Graveyards of Boston

Back home and relishing in my apartment. My couch. My bed. I love travelling, but sometimes the best part of any trip is stumbling back into my home after a week and flinging myself onto my couch and the mountains of decorative pillows waiting for me.

There’s no place like home, I’m telling you.

After plugging in my cameras and settling in a bit this morning after a giant mug of coffee, I’ve pulled a few images from the cemeteries I visited on my trip. Sure, I saw other stuff while in Boston, but there’s something very special about cemeteries — the older the better, usually. I love looking at the art, the sculpture, the carving. I love how in every place of the world, cultures find different ways of commemorating people’s lives.

Graveyards of Boston

Boston is particularly special because it’s one of the oldest cities in the United States, and since it was founded by Puritans, the iconography found on tombstones is very particular. You see a lot of death’s heads (winged skulls), cherubs, and flying sandglasses. “Tempus Fugit” means “time is fleeting” in Latin, translated literally as “time flies” in certain cases.

You also find a lot of sombre contemplation amongst the smiling skulls: the inscription “Memento Mori” appears quite often, reminding the person standing at the grave to “remember their death.” It comes for us all.

Granary Burial Ground

Granary is the third oldest cemetery in Boston. Founded in 1660, it’s the final resting place of three signers of the declaration of independence (Sam Adams, John Hancock, and Robert Treat Paine), Paul Revere, and Benjamin Franklin’s parents.

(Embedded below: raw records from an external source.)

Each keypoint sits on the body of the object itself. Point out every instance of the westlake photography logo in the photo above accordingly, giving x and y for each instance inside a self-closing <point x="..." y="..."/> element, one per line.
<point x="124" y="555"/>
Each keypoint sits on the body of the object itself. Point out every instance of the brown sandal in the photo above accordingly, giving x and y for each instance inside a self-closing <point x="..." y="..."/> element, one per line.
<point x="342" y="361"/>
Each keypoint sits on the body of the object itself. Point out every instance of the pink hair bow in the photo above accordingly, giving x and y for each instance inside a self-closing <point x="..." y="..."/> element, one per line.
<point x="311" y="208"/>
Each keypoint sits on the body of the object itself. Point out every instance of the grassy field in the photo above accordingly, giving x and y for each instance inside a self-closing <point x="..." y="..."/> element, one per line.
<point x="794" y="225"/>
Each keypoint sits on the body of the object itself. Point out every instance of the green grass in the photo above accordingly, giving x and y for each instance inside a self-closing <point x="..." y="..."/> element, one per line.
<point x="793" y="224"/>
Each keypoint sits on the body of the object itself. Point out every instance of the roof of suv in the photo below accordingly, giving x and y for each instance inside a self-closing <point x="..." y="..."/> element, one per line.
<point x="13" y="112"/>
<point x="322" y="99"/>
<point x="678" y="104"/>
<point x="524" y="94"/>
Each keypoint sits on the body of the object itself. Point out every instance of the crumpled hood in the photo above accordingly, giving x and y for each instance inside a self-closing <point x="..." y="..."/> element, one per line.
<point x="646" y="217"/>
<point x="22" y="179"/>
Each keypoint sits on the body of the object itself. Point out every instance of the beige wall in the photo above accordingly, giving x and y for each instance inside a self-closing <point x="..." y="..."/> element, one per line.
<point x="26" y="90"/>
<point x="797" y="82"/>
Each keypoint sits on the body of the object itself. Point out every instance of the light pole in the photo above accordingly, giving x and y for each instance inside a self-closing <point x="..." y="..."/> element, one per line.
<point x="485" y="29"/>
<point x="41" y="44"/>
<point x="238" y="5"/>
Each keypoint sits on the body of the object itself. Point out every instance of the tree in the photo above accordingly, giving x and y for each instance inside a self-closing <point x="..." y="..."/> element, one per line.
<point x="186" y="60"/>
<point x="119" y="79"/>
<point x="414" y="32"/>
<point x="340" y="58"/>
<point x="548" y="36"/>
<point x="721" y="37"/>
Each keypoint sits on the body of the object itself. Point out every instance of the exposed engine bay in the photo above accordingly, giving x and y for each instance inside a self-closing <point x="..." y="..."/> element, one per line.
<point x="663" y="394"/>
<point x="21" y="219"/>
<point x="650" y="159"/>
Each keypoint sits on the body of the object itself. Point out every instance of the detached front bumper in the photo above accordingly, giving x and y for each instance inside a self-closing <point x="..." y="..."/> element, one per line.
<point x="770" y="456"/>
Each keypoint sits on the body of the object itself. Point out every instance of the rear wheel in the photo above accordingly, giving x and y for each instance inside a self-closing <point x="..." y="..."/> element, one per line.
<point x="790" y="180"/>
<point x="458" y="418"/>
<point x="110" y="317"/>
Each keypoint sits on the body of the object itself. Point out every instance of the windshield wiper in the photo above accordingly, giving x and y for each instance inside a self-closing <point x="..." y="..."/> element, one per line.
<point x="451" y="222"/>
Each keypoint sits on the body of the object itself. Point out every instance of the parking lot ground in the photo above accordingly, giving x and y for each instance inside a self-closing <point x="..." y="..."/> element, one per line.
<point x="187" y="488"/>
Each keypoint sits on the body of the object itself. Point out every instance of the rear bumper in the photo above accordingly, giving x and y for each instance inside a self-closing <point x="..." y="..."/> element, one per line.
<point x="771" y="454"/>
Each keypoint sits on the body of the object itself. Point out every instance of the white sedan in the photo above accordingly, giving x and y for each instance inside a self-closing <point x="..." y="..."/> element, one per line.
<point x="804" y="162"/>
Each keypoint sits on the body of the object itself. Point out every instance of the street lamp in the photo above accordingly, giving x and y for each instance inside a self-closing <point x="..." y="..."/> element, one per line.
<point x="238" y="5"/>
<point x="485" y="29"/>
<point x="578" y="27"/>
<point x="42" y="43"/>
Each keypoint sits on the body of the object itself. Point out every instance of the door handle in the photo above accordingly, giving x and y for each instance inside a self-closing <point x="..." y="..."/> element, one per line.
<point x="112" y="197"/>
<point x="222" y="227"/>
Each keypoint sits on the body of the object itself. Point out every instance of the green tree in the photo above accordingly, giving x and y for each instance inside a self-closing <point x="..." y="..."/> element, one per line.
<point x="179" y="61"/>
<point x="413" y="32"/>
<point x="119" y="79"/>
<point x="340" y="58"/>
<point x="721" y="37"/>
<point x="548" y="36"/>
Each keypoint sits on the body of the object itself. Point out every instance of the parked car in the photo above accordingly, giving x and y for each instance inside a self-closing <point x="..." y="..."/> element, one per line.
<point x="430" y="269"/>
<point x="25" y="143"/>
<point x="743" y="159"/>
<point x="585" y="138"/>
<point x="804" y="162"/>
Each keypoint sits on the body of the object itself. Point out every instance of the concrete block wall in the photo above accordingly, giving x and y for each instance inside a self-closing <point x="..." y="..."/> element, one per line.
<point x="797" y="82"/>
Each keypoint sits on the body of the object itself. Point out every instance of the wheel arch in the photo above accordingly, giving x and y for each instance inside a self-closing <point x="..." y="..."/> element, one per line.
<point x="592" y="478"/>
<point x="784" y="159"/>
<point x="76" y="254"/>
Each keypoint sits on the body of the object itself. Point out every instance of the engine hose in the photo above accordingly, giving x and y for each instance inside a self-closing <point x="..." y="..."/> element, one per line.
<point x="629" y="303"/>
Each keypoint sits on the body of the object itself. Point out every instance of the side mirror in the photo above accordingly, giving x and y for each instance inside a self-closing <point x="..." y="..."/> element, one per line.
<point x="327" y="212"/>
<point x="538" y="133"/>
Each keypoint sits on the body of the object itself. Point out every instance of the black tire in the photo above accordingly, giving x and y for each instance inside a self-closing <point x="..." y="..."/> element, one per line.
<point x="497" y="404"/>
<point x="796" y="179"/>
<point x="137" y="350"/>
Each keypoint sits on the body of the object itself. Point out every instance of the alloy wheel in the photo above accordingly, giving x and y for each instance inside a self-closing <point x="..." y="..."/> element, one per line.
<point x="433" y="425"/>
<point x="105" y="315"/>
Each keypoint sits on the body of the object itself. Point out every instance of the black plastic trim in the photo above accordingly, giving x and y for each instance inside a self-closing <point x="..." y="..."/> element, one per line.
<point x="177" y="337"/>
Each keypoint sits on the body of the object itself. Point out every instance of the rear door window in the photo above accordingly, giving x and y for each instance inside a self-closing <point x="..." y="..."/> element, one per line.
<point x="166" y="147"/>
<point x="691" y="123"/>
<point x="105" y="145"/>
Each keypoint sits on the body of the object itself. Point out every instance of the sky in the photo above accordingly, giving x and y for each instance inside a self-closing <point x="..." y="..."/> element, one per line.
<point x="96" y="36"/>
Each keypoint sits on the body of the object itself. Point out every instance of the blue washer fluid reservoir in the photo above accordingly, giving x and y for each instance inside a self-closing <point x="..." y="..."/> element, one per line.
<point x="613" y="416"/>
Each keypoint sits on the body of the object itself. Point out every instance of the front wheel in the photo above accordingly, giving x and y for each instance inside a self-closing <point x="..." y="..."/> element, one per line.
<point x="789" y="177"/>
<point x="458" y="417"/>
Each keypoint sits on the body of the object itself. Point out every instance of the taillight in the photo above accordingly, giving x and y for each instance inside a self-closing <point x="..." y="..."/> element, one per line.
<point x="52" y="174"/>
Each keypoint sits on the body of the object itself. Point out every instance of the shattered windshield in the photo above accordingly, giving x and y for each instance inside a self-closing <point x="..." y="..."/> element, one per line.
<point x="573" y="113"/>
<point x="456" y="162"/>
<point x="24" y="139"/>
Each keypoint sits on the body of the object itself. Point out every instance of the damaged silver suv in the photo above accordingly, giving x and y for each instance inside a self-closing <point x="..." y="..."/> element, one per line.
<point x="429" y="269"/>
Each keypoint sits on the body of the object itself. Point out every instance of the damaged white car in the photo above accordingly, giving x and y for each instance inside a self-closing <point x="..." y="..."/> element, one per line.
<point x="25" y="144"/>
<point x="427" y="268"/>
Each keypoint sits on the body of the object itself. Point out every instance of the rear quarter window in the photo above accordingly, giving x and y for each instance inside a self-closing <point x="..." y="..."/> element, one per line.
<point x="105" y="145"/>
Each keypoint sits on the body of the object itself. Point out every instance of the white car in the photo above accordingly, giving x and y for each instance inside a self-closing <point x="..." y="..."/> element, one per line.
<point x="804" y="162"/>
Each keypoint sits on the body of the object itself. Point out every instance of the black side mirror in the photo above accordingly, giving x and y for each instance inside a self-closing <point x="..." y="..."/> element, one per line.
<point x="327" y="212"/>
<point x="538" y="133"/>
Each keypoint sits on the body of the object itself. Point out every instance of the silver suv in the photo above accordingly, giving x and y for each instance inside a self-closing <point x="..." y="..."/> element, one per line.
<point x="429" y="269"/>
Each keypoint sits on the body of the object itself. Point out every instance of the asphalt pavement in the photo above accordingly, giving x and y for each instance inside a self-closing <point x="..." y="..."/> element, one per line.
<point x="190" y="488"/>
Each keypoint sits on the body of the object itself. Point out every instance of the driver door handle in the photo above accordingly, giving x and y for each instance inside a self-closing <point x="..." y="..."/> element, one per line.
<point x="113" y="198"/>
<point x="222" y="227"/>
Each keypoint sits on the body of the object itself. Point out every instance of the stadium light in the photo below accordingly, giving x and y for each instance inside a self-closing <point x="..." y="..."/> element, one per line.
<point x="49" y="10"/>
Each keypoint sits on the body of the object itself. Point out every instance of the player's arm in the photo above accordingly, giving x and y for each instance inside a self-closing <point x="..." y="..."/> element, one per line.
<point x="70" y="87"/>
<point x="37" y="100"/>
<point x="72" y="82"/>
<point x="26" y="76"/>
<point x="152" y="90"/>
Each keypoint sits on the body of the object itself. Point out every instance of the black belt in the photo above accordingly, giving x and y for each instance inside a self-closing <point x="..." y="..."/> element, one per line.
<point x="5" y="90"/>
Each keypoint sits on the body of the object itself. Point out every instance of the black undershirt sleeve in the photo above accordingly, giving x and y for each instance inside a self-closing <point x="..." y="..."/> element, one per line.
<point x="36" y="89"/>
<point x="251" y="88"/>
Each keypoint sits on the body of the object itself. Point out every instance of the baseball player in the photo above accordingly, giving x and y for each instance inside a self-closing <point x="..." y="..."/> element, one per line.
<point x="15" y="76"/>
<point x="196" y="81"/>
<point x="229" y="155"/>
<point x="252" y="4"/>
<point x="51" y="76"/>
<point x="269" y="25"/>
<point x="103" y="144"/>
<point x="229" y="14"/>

It’s the only place in Boston where, across the street, you can enjoy a cold Sam Adams at the Beantown Pub, while sitting across from a cold Sam Adams.

 

Central Burial Ground

Central Burying Ground was established on the Common in 1756. There are quite a few unmarked graves in the cemetery, because many of the residents were reinterred here after unearthing a mass grave at the Tremont Subway in the 1890’s. A few notable occupants include William Billings and Charles Sprague.

There’s a little girl who haunts the cemetery. She’s presumed to be an Irish immigrant because of her flame red hair, and she likes to nick people’s keys and float them in front of their faces. (Not speaking from personal experience, of course. Just a cute mention from the Haunted Boston tour.)

 

King’s Chapel Burial Ground

King’s Chapel is the oldest cemetery in Boston, dating to 1630. It’s abuts the (you guessed it) King’s Chapel, which was originally named “Stone Chapel.” The cemetery was Boston’s only burial site for thirty years before accommodations became too crowded and Copp’s Hill was founded.

There’s a really curious feature in the frontmost right-hand site of the cemetery. I stuck my face up to the wrought iron and took a peek into gauzy blackness so musty and terrifying for a moment I wondered why anyone would put a well in a cemetery. It turns out that the structure in question is actually a ventilation shaft for a nearby subway, but it still creeped me out.